# EPSON STYLUS cx3200



## mybumpybut (May 19, 2007)

Someone help me please. I replaced my ink cartridges in my printer but the black ink still says its out. I contacted epson and they gave me this url for a troubleshooting guide. Turn off printer blah blah blah <---it didn't work at the end of the guide it told me to contact epson and when I contacted epson they refered me to the troubleshooting guide again. Anybody had this problem before? Any sugestions?


----------



## jflan (May 29, 2005)

Welcome to TSF !

If you're using a generic cartridge, it's likely that the chip on the cartridge was not properly reset.
I would return it or you could try the *SSC Service Utility* from the link below and see if you can reset the cart using that.

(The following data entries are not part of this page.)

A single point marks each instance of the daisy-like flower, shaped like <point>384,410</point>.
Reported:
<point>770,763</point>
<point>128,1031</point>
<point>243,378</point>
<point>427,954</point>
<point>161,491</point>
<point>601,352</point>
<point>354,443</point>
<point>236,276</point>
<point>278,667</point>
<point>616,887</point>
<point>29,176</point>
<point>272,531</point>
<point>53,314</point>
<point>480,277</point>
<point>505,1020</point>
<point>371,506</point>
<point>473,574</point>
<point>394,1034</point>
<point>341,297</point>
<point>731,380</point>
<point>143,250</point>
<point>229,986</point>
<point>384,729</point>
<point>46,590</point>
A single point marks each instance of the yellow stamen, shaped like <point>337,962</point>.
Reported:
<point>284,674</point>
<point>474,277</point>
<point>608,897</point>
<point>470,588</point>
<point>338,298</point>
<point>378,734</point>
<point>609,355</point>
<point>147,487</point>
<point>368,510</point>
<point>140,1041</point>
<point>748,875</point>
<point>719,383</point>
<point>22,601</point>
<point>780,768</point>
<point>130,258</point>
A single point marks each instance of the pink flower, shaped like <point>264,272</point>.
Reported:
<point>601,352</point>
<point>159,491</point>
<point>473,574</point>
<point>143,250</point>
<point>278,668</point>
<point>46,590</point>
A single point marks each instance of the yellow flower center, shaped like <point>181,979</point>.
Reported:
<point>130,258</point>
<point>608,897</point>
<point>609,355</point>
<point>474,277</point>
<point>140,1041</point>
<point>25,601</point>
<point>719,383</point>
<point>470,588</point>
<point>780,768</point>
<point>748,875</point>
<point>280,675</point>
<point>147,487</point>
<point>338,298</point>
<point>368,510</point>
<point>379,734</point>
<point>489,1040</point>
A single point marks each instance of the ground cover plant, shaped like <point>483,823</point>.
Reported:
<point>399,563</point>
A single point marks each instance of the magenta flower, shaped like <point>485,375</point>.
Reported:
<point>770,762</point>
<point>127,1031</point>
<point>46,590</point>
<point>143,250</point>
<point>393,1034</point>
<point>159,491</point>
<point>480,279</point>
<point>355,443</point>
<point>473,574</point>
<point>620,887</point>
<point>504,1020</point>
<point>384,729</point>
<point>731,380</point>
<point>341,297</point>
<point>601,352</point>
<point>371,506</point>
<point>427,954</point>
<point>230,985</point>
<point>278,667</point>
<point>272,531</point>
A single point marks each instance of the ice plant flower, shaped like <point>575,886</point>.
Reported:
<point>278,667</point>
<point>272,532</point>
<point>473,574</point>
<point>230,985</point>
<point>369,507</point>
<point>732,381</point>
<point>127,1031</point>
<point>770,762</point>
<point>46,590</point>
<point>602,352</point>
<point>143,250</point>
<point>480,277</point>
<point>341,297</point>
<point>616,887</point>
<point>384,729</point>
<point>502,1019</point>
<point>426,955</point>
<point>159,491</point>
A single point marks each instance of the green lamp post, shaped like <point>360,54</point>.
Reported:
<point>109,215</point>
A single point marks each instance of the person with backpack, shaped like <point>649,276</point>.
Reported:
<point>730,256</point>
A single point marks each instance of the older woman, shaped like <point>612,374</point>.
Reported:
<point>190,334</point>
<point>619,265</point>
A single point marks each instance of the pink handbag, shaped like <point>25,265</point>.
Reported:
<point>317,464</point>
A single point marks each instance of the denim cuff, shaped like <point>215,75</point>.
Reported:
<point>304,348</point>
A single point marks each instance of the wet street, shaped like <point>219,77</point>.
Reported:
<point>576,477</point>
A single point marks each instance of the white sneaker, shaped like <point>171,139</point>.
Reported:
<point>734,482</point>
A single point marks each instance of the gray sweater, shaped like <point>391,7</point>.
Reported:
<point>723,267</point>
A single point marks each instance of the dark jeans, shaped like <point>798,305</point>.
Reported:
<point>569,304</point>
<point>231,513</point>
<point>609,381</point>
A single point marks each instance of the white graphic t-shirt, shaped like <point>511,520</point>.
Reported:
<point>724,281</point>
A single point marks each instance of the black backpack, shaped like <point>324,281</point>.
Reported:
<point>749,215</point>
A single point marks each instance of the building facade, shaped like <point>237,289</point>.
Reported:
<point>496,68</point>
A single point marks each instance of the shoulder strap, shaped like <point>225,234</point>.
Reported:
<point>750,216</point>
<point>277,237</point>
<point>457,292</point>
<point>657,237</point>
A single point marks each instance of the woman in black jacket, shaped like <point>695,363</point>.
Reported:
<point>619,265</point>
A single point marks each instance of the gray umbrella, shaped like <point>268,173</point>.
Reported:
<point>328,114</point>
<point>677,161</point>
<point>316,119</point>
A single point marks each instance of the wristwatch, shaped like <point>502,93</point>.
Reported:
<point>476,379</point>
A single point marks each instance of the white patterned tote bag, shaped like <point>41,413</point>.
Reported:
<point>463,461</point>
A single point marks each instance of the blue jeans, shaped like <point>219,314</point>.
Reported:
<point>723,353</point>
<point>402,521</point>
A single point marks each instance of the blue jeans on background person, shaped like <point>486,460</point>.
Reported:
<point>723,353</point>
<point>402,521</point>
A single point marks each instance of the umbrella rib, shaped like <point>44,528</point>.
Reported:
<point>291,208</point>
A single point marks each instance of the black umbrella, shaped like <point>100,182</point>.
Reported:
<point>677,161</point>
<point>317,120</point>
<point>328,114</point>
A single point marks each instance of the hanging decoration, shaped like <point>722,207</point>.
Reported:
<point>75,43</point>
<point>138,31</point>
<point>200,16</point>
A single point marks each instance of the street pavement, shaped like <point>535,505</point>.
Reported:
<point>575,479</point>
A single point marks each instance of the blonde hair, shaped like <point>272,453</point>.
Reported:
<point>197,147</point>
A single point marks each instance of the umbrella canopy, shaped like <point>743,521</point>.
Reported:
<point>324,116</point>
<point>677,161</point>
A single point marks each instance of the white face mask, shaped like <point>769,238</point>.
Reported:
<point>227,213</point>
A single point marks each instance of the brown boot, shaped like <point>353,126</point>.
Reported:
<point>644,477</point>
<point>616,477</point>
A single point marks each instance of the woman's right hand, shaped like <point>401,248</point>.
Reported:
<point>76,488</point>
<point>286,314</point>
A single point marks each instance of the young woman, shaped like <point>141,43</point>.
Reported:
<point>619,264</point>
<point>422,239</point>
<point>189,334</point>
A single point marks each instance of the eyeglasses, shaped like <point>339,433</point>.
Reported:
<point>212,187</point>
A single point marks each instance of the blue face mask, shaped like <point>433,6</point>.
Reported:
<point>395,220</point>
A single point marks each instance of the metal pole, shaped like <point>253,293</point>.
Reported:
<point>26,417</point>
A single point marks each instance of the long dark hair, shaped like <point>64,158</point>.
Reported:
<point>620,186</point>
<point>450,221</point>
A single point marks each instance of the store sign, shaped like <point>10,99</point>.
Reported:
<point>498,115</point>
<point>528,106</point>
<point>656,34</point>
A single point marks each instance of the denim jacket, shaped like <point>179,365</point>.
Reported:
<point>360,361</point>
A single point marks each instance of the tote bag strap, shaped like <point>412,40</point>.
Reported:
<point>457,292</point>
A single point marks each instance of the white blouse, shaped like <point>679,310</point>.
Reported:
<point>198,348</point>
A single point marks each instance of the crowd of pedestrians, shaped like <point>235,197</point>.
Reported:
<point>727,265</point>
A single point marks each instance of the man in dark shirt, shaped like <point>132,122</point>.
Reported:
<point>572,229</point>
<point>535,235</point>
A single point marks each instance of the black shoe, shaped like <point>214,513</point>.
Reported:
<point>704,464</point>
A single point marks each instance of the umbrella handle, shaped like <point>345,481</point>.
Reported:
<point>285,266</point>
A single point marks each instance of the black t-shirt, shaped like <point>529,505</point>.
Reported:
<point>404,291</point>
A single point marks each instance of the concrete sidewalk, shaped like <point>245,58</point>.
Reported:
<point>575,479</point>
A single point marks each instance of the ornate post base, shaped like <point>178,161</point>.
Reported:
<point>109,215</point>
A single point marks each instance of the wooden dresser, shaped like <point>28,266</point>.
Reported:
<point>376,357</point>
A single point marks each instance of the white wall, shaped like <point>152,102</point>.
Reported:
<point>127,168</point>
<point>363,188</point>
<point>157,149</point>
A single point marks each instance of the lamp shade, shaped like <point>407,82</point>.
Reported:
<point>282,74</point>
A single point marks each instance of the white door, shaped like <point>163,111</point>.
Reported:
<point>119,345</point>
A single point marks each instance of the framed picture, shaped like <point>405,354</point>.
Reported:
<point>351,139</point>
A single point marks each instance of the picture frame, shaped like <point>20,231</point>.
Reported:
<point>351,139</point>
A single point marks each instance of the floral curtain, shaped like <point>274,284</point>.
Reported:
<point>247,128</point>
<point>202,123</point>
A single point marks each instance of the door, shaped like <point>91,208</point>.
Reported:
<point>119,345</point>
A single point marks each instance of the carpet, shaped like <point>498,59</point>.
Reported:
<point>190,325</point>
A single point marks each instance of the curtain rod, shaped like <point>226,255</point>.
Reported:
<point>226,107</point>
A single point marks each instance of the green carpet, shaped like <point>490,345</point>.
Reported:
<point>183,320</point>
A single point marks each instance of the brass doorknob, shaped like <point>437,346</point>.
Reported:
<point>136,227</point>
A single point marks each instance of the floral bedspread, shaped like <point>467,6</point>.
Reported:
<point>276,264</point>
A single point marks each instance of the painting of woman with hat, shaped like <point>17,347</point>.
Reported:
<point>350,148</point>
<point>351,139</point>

http://www.techsupportforum.com/f109/epson-printer-utility-143051.html


----------



## mybumpybut (May 19, 2007)

Im confused as to how i reset the chip do I really have to build that contraption?


----------



## jflan (May 29, 2005)

LOL ! 
It's done electronically with the aforementioned utility.
Or it's done with a hand held chip re-setter. 
Or you buy an OEM cart and never worry about it.


----------



## mybumpybut (May 19, 2007)

Thanks, I decided to go online and order some new cartridges. I appreciate all the help and the link to the ssc service utility. Just for fun I've bought the items required for the chip reset tool and my neighbor is going to build it in return for me ordering pizza tonight. Thanks again for all your help.


----------



## jflan (May 29, 2005)

mybumpybut said:


> Thanks, I decided to go online and order some new cartridges. I appreciate all the help and the link to the ssc service utility. Just for fun I've bought the items required for the chip reset tool and my neighbor is going to build it in return for me ordering pizza tonight. Thanks again for all your help.


I've never seen a reset tool that you have to build.
I'm curious, what exactly are you building ?? 

On the SSC Service Utility notice that there is resetting capability built-in.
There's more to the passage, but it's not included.